Si hasta el mismo Vegas Latapié, autor que no podrá ser tildado de parcialidad para con los hermanos españoles, señaló con una franqueza digna de encomio que “América se alzó inicialmente por la Religión y por el Rey de España contra Napoleón y las funestas y antiespañolas Cortes de Cádiz” (…). Muchas de las autoridades españolas que había en América, afiliadas a las logias masónicas y compenetradas del ideario de los enciclopedistas franceses, trataron de reconocer al rey intruso José Bonaparte, y contra estas autoridades se sublevaron los pueblos todos de Hispanoamérica al grito de «¡Viva Fernado VII!». Levantados los pueblos en favor de la Monarquía Católica” (60). Y continúa: “Argentina, Perú, Colombia, Méjico, Guatemala…, nacidas a la vida independiente en el siglo XIX, hacéis bien y acertadamente al negar ser hijas de la España actual o de la del siglo pasado (…). Más dignos hijos de la España Eterna y de los españoles del siglo XVI son y han sido ecuatorianos como García Moreno, nicaragüenses como Rubén Darío y argentinos como Roberto Levillier” (63).

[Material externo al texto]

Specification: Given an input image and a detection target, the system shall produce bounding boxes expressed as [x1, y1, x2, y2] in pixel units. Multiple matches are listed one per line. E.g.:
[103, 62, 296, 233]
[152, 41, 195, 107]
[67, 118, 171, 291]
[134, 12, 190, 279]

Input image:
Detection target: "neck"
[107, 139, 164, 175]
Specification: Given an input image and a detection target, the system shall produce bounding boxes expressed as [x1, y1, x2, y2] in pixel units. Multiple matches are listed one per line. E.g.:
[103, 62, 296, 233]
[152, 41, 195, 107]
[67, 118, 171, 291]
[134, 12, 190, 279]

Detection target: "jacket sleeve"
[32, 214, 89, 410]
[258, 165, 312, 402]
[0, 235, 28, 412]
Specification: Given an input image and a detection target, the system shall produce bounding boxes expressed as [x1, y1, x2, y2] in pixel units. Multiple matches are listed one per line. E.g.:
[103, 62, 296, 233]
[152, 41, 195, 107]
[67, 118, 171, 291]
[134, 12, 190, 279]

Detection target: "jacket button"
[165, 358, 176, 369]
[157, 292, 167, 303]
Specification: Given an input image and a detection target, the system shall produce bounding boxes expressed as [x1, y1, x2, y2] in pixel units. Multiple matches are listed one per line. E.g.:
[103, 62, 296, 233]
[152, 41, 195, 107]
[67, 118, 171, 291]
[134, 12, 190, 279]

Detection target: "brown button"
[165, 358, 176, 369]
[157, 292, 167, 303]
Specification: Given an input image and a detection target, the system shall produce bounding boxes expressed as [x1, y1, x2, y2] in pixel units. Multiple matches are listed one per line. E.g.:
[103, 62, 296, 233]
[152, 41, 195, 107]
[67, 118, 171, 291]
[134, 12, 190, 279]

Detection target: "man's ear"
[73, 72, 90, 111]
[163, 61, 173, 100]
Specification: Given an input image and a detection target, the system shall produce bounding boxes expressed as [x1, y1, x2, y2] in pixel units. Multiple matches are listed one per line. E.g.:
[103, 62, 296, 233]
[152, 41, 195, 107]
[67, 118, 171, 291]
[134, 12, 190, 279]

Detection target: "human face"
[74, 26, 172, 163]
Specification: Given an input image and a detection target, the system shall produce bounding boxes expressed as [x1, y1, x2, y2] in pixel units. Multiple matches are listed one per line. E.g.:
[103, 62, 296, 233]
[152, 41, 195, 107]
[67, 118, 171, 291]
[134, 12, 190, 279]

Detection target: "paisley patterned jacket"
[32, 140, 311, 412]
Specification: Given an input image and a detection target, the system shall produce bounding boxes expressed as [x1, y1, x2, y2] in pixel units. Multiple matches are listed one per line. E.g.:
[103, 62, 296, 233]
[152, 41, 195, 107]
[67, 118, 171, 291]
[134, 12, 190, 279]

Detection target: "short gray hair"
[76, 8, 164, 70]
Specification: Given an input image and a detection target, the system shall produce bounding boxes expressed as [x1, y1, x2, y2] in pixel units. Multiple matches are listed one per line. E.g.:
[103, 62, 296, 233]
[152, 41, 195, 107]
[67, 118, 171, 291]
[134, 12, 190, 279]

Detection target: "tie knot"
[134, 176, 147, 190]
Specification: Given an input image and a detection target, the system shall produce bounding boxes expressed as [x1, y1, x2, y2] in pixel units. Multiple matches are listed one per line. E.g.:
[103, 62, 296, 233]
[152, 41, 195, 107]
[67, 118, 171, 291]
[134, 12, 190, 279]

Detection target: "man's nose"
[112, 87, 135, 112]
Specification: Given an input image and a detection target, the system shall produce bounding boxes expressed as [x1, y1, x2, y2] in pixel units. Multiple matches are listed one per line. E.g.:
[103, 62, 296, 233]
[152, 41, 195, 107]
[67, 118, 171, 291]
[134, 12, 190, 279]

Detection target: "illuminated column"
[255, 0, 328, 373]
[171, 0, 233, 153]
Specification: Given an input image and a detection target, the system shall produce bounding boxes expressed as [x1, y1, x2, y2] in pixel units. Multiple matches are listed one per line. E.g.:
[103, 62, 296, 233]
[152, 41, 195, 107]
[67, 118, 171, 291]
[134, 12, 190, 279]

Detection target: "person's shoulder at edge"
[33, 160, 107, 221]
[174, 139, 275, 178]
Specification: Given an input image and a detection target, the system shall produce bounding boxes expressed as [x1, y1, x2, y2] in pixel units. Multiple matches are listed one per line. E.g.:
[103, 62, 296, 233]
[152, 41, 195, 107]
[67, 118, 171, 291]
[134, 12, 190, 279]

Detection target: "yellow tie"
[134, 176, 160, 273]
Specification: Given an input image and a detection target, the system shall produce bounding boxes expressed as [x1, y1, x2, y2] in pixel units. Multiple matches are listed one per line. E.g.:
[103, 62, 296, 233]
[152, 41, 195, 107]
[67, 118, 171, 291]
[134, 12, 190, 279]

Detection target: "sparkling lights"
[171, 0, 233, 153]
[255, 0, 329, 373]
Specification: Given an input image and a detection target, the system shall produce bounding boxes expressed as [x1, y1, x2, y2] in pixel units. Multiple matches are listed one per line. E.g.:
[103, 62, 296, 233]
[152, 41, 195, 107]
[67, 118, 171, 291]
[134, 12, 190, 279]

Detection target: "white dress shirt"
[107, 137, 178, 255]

Es que Inglaterra estaba detrás… “¿Que hubo injerencia británica en los movimientos independentistas americanos? Ya dijimos que sí, y que lo sabemos” (44), pero “es la pura verdad recordar que tenía razón Benito Pérez Galdós, cuando en El equipaje del Rey José, describe a la España sojuzgada de la primera década del siglo XIX, como un pobre territorio dominado, donde ‘los franceses salen por un lado y los ingleses entran por otro’. Tenían razón nuestros pioneros del revisionismo cuando descubrían que John Hooklan Frére, vicecónsul inglés en Cádiz, fue el que fabricó el tristemente célebre Consejo de Regencia y hasta procedió a designar a cuatro de sus cinco miembros” (45).

La verdad fue que “las ‘inmensas regiones aún fieles’ de América (…), se alzaron ‘deseosas de salvaguardar los intereses de la Religión y del Trono’, y para eso tuvieron que romper ‘definitivamente los lazos que las unían con el Gobierno de Madrid (…). Muchos de los primeros en sublevarse en América, de haber vivido en España hubieran sido fieles soldados de Don Carlos (…). San Martín y Rosas, entre otros, se comportaron como proto o cuasi carlistas. Mientras muchos de los llamados ‘realistas’ eran liberales escandalosos” (60–61).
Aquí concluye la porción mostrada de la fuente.